Le tableau qui s’offre à nos yeux devient un miroir à traverser pour s’engouffrer dans son âme tourmentée, pelée de toutes les couches de la comédie humaine. Dépassant toutes les strates et tous les masques, ses sujets, qu’ils soient liés au premier testament, aux lectures hébraïques, à La Divine Comédie de Dante, à Don Quichotte et autres mythologies du bassin méditerranéen, c’est bien de la condition humaine dont il s’agit. Mettant en scène ses propres rêves ou plutôt leur interprétation, c’est un univers mystique reliant et déliant dans une espèce de bacchanale picturale les énigmes de l’existence, une psychanalyse ouverte jetée aux yeux de tout à chacun.

Il n’y a aucune linéarité chez Garouste: la pensées, la réflexion, l’émotion, la gestuelle, le dessin, la couleur, sont hachés et décomposés puis tenus entre eux par des fils invisibles se jouant de tout ordre cartésien et formant une composition d’un équilibre si juste que tout moindre basculement aboutirait au néant.
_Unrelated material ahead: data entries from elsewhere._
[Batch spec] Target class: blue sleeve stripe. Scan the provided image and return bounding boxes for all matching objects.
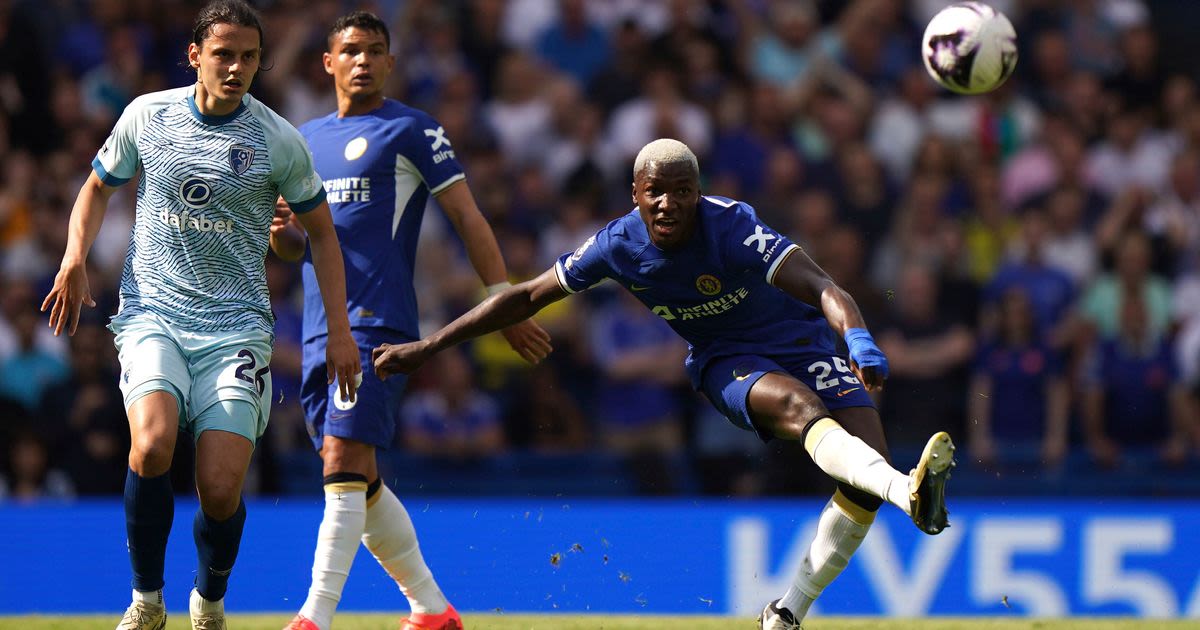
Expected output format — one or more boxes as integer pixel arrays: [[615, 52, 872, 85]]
[[288, 186, 325, 215], [767, 242, 800, 287], [430, 173, 467, 197], [554, 262, 576, 293], [91, 156, 130, 187]]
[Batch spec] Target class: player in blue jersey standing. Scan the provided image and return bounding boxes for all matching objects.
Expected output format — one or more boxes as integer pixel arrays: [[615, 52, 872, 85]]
[[42, 0, 360, 630], [373, 139, 954, 630], [272, 11, 551, 630]]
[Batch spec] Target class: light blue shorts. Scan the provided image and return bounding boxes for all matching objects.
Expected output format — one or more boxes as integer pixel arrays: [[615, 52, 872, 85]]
[[108, 313, 274, 444]]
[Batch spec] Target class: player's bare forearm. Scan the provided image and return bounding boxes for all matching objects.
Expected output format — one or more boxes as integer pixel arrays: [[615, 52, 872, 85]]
[[372, 269, 568, 378], [774, 250, 866, 335], [437, 180, 509, 282], [772, 248, 888, 391], [62, 170, 116, 266], [41, 166, 116, 335], [426, 269, 568, 354], [438, 181, 553, 364], [298, 202, 350, 335], [270, 198, 308, 263]]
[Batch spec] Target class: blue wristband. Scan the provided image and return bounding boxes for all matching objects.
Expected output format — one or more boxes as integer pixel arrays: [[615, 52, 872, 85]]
[[844, 328, 875, 354], [845, 328, 888, 378]]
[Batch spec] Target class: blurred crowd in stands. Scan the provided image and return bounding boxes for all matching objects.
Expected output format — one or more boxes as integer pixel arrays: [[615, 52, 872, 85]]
[[0, 0, 1200, 498]]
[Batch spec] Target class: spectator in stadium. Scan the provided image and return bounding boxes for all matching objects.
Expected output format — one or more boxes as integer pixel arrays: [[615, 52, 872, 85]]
[[1082, 298, 1196, 468], [400, 352, 505, 460], [589, 286, 688, 494], [1079, 232, 1171, 343], [964, 163, 1020, 284], [878, 262, 974, 448], [536, 0, 608, 85], [1145, 148, 1200, 275], [508, 361, 593, 455], [0, 297, 70, 412], [980, 205, 1076, 348], [966, 286, 1070, 468], [0, 430, 74, 502], [38, 317, 130, 496], [372, 138, 954, 630], [1045, 186, 1099, 284]]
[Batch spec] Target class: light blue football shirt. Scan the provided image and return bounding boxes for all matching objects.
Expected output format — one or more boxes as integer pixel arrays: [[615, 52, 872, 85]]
[[92, 85, 325, 334]]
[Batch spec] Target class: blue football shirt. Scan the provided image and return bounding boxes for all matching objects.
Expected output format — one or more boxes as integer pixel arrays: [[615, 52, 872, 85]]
[[300, 100, 466, 341], [554, 197, 836, 388]]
Il n’y a pas de "centre" dans l’œuvre de Garouste, d’où le trouble et l’instabilité du regardant. La peinture avant tout: "Je mets en scène des histoires, la peinture les fait ensuite voyager, elle les dépose sur d’autres rétines que les miennes, réveille d’autres mémoires, d’autres morts, d’autres questions. Sa destinée est d’être regardée, de résonner, de s’émanciper, de s’éloigner du sujet dont elle est le tissu." Le point commun de toutes ses "histoires", de toutes ses peintures, c’est le chaos initial. La volonté des dieux et le désir des hommes d’essayer de le contrôler.

La Genèse. La violence. La sexualité. La pensée raisonnée et l’irrationnel. La condition humaine dans tous ses tourments. C’est ce chaos initial que Garouste supporte en fardeau tel l’Atlas. Pourtant, rien de statique chez le peintre. Ce trop-plein de culpabilité et d’émotions de notre propre humanité, il le tord et le déforme dans ces corps peints dans leur nudité morale. Métamorphosés, grotesques parfois, hybrides assurément, les êtres humains sont dépeints comme des anagrammes corporels. Tout est jeu divinatoire pour celui qui rentre dans l’univers du peintre, sans code, sans règles.

C’est un itinéraire, une initiation même, sans boussole, dans une œuvre poétique où le sublime côtoie le burlesque, où on se perd sur des terres interdites, sans limites et sans frontières. Une prise de risque au fil du rasoir qui donne toute sa force à l’œuvre.

Même si quelques rares accalmies ou quelques lueurs d’apaisement apparaissent dans certains dessins ou peintures, l’humour n’est jamais loin. C’est une certaine folie dans ce qu’elle a de plus noble, qui survole l’œuvre de Garouste et qui lui dote un moteur créatif d’une extrême puissance. "Le fou parle tout seul, il voit des signes et des choses que les autres ne voient pas. Je veux peindre ce qu’on ne dit pas. Et si le fou dérange, je veux que le peintre dérape…"

Un peintre hors norme, hors murs, nous égarant dans une mythologie toute personnelle. Une promenade dans le temps, dans l’esprit et dans l’assourdissant talent de Gérard Garouste. "Ce qui me rassure, c’est que depuis la main sur la grotte préhistorique jusqu’à l’œuvre de Duchamp, on a fait le tour de la plastique. Et c’est parce que la boucle est bouclée que la peinture peut commencer."

"Gérard Garouste", du 7 septembre 2022 jusqu’au 2 janvier 2023, au centre Pompidou, Paris.